Similarly, knowledge preservation techniques such as SAKE (Liu et al., 2019) extend the teacher–student paradigm to SBIR by fine-tuning ImageNet-trained models for the target benchmark while explicitly regularizing with semantic constraints so as to retain rich features learned in the source domain. This mitigates catastrophic forgetting and improves zero-shot generalization.

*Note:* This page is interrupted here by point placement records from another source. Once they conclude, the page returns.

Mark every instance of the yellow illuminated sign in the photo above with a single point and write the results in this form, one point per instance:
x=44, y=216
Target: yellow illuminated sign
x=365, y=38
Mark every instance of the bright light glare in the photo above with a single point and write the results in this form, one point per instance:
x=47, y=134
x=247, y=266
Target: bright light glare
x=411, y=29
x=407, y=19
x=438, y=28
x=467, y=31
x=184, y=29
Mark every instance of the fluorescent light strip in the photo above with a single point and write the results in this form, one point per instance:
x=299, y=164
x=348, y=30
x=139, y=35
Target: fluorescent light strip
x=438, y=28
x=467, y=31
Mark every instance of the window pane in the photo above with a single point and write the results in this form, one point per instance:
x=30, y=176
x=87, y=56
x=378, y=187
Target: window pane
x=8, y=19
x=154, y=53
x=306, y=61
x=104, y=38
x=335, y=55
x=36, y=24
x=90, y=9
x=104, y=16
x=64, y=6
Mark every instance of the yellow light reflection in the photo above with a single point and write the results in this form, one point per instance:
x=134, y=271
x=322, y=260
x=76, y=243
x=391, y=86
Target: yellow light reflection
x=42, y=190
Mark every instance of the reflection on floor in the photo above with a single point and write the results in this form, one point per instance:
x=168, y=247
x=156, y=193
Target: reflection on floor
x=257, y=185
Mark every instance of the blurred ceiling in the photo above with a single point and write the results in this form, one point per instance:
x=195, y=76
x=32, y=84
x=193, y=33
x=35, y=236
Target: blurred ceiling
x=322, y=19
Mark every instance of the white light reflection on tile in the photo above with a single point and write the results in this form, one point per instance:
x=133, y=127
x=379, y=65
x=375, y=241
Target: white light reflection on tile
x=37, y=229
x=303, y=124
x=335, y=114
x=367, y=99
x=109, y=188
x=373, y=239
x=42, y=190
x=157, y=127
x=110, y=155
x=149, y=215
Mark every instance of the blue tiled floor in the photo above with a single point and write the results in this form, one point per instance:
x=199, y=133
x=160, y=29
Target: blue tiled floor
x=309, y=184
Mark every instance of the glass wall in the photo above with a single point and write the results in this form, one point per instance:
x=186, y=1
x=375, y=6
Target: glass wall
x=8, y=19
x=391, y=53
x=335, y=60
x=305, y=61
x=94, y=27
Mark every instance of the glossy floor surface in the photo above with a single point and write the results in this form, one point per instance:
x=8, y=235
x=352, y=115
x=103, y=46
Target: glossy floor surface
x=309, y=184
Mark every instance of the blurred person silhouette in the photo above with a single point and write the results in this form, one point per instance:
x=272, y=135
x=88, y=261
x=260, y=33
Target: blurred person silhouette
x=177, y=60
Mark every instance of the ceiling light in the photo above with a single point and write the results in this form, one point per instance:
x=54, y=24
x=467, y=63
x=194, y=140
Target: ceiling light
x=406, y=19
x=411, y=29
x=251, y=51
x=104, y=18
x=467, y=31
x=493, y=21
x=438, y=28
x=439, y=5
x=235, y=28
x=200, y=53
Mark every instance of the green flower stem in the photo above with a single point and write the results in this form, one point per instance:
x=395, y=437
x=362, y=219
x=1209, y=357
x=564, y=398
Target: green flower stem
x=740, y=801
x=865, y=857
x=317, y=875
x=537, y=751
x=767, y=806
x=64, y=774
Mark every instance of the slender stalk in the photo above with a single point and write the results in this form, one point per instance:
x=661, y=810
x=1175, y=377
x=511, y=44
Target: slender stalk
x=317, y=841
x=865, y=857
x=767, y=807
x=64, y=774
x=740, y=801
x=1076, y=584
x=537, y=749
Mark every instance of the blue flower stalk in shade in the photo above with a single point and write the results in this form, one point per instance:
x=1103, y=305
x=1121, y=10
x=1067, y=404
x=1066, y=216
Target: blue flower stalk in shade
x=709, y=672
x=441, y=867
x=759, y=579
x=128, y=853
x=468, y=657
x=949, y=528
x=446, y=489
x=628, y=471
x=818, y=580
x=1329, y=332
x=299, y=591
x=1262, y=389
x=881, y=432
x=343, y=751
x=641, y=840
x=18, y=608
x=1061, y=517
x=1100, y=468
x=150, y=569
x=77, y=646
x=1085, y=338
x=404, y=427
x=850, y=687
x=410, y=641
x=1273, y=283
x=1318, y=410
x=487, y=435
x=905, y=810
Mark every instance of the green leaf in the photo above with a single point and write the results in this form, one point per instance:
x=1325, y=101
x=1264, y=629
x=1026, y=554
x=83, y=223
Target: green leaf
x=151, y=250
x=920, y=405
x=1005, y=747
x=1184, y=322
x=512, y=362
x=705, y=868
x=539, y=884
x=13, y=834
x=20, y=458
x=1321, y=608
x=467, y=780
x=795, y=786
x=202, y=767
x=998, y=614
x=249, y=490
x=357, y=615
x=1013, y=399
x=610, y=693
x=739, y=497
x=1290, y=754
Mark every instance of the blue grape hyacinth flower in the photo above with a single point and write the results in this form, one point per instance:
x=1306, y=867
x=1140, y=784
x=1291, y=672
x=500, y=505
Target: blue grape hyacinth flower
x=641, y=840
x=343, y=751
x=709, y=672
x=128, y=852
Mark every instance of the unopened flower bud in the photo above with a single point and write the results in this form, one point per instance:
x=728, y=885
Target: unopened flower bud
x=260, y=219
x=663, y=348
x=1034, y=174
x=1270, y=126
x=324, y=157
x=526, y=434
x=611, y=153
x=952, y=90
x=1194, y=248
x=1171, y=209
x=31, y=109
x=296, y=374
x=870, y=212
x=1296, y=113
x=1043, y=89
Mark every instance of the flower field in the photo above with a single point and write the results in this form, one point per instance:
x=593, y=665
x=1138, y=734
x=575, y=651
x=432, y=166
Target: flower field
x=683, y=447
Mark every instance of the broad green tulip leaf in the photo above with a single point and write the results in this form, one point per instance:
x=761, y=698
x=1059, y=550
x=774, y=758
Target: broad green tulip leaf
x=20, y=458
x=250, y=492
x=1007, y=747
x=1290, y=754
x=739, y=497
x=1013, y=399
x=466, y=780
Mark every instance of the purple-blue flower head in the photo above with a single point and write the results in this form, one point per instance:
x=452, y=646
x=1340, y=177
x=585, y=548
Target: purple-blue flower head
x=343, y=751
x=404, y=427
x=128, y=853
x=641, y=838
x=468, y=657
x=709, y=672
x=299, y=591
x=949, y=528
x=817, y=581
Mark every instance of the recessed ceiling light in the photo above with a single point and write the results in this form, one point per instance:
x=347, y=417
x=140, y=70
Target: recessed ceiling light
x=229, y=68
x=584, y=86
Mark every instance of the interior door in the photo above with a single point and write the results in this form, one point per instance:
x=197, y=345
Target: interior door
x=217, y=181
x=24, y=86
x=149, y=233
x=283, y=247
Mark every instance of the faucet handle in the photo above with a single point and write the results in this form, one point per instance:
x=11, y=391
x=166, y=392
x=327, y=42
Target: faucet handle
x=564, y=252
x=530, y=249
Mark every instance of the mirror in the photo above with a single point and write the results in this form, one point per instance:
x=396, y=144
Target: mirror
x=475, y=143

6. Applications, Efficiency, and System Adaptations

Practical deployment of SBIR in large-scale or real-time scenarios hinges on efficiency and memory constraints. Binary coding frameworks such as DSH (Liu et al., 2017) and UMAP-based reductions (Torres et al., 2021) support extreme compression (e.g., down to 16 bytes per image) without catastrophic loss in performance, which is essential for mobile or web-scale repositories. Interactive and adaptive systems—such as LiveSketch (Collomosse et al., 2019), which iteratively perturbs user queries in the latent space based on relevance feedback—enable users to disambiguate search intent and converge more efficiently on the desired target. Furthermore, compositional SBIR (Black et al., 2021) extends retrieval to multi-object queries with spatial layouts, aggregating per-object embeddings into descriptors that encode composition and applying advanced similarity metrics.

Transformers have recently emerged as superior models for SBIR, outperforming CNNs and even human annotators on standard benchmarks (e.g., VT-based models achieve Recall@1 of 62.25% vs. 54.27% for humans on Sketchy (Seddati et al., 2022)). This advantage is attributed to improved global context representation and mitigation of undesirable flip invariance.

Ongoing directions in SBIR research include:

  • Enhanced domain alignment via multi-modal prompting and adaptive scaling (e.g., DP-CLIP (Gao et al., 29 Apr 2024)), where category-adaptive prompts and channel scaling facilitate zero-shot and fine-grained retrieval by modulating feature maps with both visual and textual cues.
  • Advanced meta-learning solutions such as the Relation-Aware Meta-Learning Network (RAMLN) (Liu et al., 28 Nov 2024), which adaptively learns margin parameters in quadruplet loss formulations using external memory, leveraging bidirectional GRUs to improve cross-modal separation and generalization.
  • Explicit disentanglement of structure and appearance to decouple shared semantics from style or domain-specific cues (e.g., STRAD (Li et al., 2019) and StyleMeUp (Sain et al., 2021)), supporting robust retrieval in the presence of significant sketching style variation and unobserved classes.
  • Early and incremental retrieval from incomplete sketches, enabling real-time, user-friendly interfaces (e.g., MGAL (Dai et al., 2022)).

A plausible implication is that future SBIR systems will integrate meta-learned adaptive margins, modality-aware prompts, and disentanglement techniques, while leveraging advances in network architectures (transformers) and learned or data-driven semantic priors. Emphasis on efficient representations and interactive learning will further promote deployment in real-world, user-centric environments.


Overall, SBIR research illustrates the importance of tailored architectures, semantic-aware losses, and generative and adaptive strategies for bridging heterogeneous modalities and supporting robust cross-domain, cross-category retrieval under resource and generalization constraints.